How do I prove that if two numbers $a$ and $N$ are co-prime, then in the equation:
$ax ≡ ay \pmod N$
necessarily $x ≡ y \pmod N$
How do I prove that if two numbers $a$ and $N$ are co-prime, then in the equation:
$ax ≡ ay \pmod N$
necessarily $x ≡ y \pmod N$
$ax ≡ ay$ $(mod$ $N$) implies that $ax = ay + pN$ where $p \in \mathbb{Z}$. Then by subtracting $ay$ from both sides, we see that $ax - ay = a(x-y) = pN$. $a$ divides the left hand side of the equation, so it also must divide $pN$. But because $a \mid pN$ and $\gcd(a, N) = 1$, it must be the case that $a \mid p$. So there exists an integer $m$ such that $am = p$.
Then going back to $ax = ay + pN$, we can rewrite it as $ax = ay + (am)N$. If we divide the equation by $a$, we get $x = y + mN$. So we get $x \equiv y$ $(mod$ $N$)

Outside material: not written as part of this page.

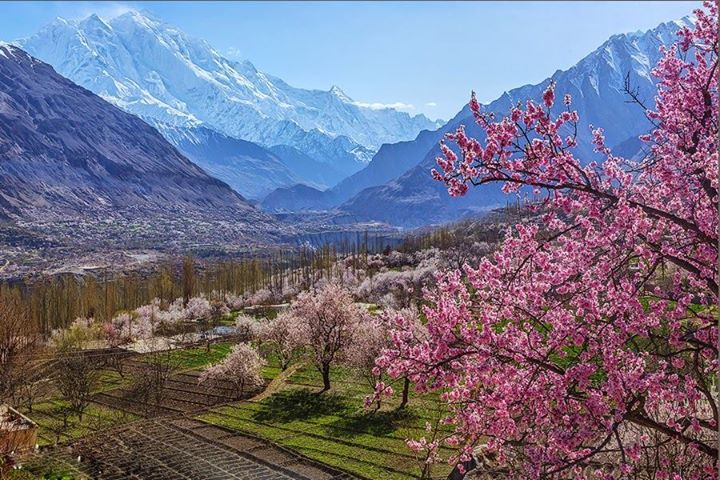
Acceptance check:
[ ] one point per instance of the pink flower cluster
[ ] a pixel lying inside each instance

$ax \equiv ay \mod N \implies N | (ax - ay) \implies N|a(x-y)$
But $N$ doesn't divide $a$, so $N | x-y \implies x \equiv y \mod N$
Here, I used that if $(c,d) = 1$, then $c | de \implies c | e$. If that's not immediately obvious, or known, try to prove that first.
Hint $\rm\ (a,n) = 1,\ n\:|\:az\:\Rightarrow\:n\:|\:az,nz\:\Rightarrow\:n\:|\:(az,nz) = (a,n)z = z.\:$ Now put $\rm\:z = x-y.$
Hint: If $\gcd(a,b)=1$ then there are $x,y\in\mathbb Z$ so that $ax+by=1$.